Esperando que el mundo se arregle

Autor: Padre Ernesto Fernández-Travieso, S.J.

Libro: Para no ser un rinoceronte más

 

 

La esperanza es una virtud necesaria para vivir. Tal parece que nacemos con ella, si no, sería imposible subsistir los pro­blemas y trabajos de cada día. Aunque nos podemos desanimar a ratos, hay algo interno que tenemos todos que nos hace esperar un nuevo amanecer y añorar algo mejor.

Así cada año nos llega la Navidad, aunque nuestro egoísmo y estrechez de mente trate de reducirla a otra ocasión más de compras y regalos, desprovista de ningún valor interno o espiritual. Para algunos es sólo otra ocasión de comer y beber y rebajarse a los instintos animales.

Sin embargo, la Navidad nos llega de muy adentro como una fiesta de esperanza. Como esperando una gran noticia, los profetas anunciaron un misterio trascendental muy por encima de nuestros límites humanos. El pueblo hebreo en medio de civilizaciones fatalistas en las que los seres humanos aparecían meramente como víctimas de los dioses, nos trae una nueva visión positiva. Los seres humanos tendrían un futuro glorioso: había realmente una esperanza para vivir. Y el profeta Isaías no se cansaba de anunciar que habría paz y no más odio ni guerras entre los hombres, que habría felicidad al fin de todo sufrimiento. Había un Dios de esperanza y salvación para todos los seres humanos, de todas las razas y culturas.

Hoy, miles de años después, nos llega este mensaje, en medio de guerras, terrorismos, delincuencia, corrupción e injusticias sociales, políticas y económicas. El anuncio de los profetas viene con más actualidad que nunca. La Iglesia se encarga de seguir anunciando ese mensaje que nos llena de esperanza que, por mucho que nuestra mezquindad egoísta quiera acallar, llega con trompetas y gritos de alegría verdadera desde lo alto de nuestros edificios y desde lo íntimo de nuestros corazones.

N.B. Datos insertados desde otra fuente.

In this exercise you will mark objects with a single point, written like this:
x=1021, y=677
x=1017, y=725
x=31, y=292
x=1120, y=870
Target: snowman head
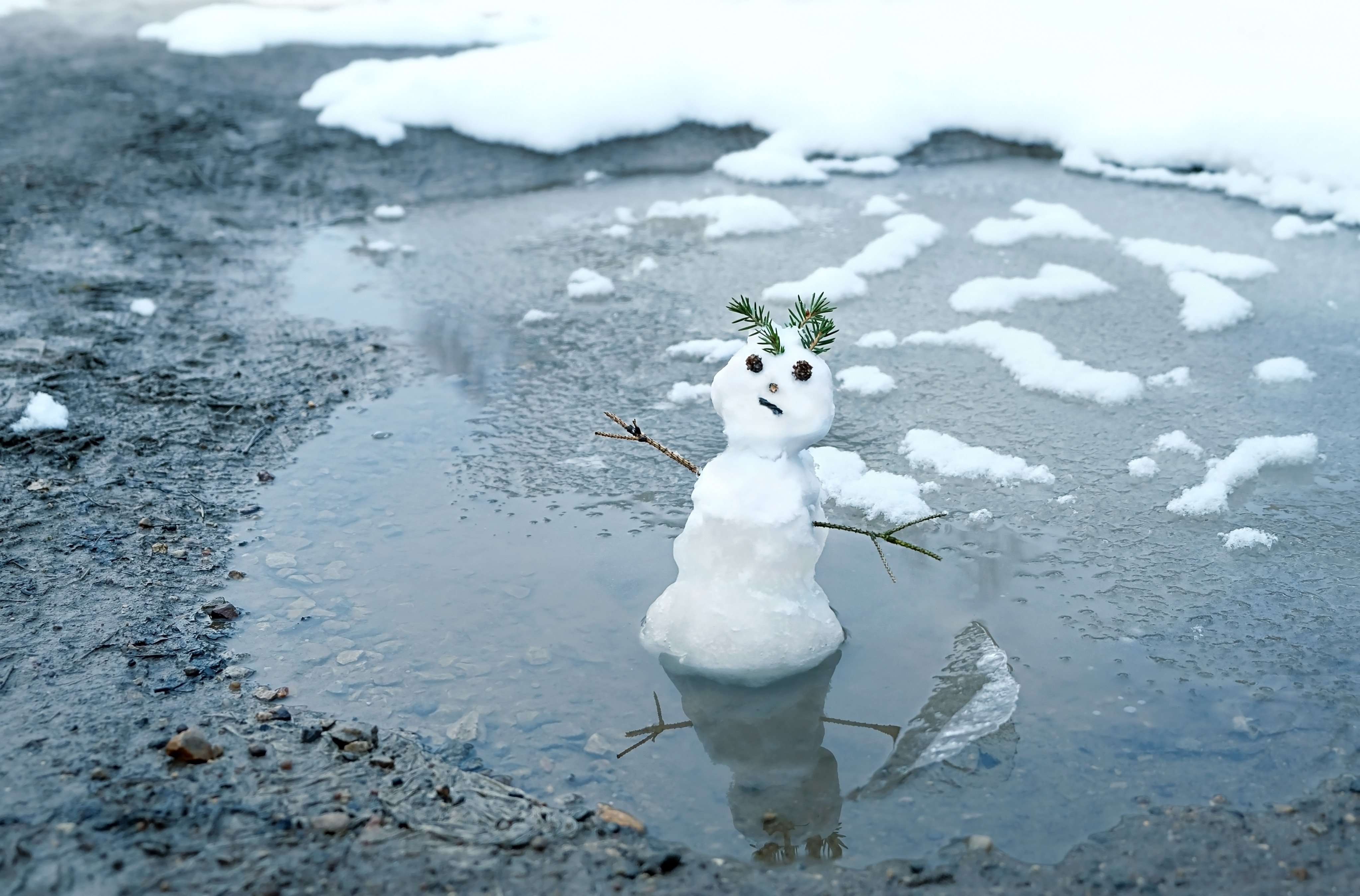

Pero esta esperanza no es solamente tranquilizadora y llena de paz interior, la esperanza cristiana nos llama a una responsabilidad activa y dinámica. La llegada de Jesús, príncipe de la paz y luz del mundo, disipa las tinieblas. Jesús es el pastor que nos guía hacia las aguas tranquilas del amor y la felicidad. Este Mesías aparece como niño indefenso tal como somos nosotros cuando, descorazonados, nos reconocemos necesitados y humildes. La llegada de este Jesús en la Navidad nos llena de fuerza y nos renueva. Jesús nos ha dejado a continuar nosotros su misión de paz, justicia y de amor. Somos responsables de hacer su reino una realidad. Y no importa que todavía no lo hayamos hecho, siempre hay tiempo para pedir perdón, levantarnos otra vez, quitarnos el polvo del camino, sonreír a un nuevo amanecer.

La esperanza de la Navidad no puede ser superficial ni efímera, sino que va creciendo profundamente dentro de nosotros y contagia y se extiende a todos los que nos rodean.

Al prepararnos para la Navidad en este tiempo de Adviento, la Iglesia nos invita a reflexionar, a encontrarnos con nosotros mismos en nuestras debilidades y limitaciones, a pedir perdón. Pero este pedir perdón no debe ir con la morbosidad negativa del derrotado. El anuncio de la llegada del Mesías nos debe arrebatar en alegría tanto externa como interna. Las luces con que adornamos nuestras casa y ciudades tienen que reflejar la luz que tenemos dentro y que nada ni nadie nos puede apagar. Vivimos en esperanza porque Dios está con nosotros y eso nos hace victoriosos en medio de las crisis y los problemas tanto personales como sociales.

Vivamos con alegría estas Navidades con nuestras familias, con nuestros amigos, en nuestras comunidades y con la comu­nidad universal de todas las gentes. No esperemos que el mundo se arregle solo. Recibamos a Jesús en nuestros corazones, renovemos la esperanza si acaso la hemos perdido y trabajemos por un mundo mejor. ¡Feliz Navidad!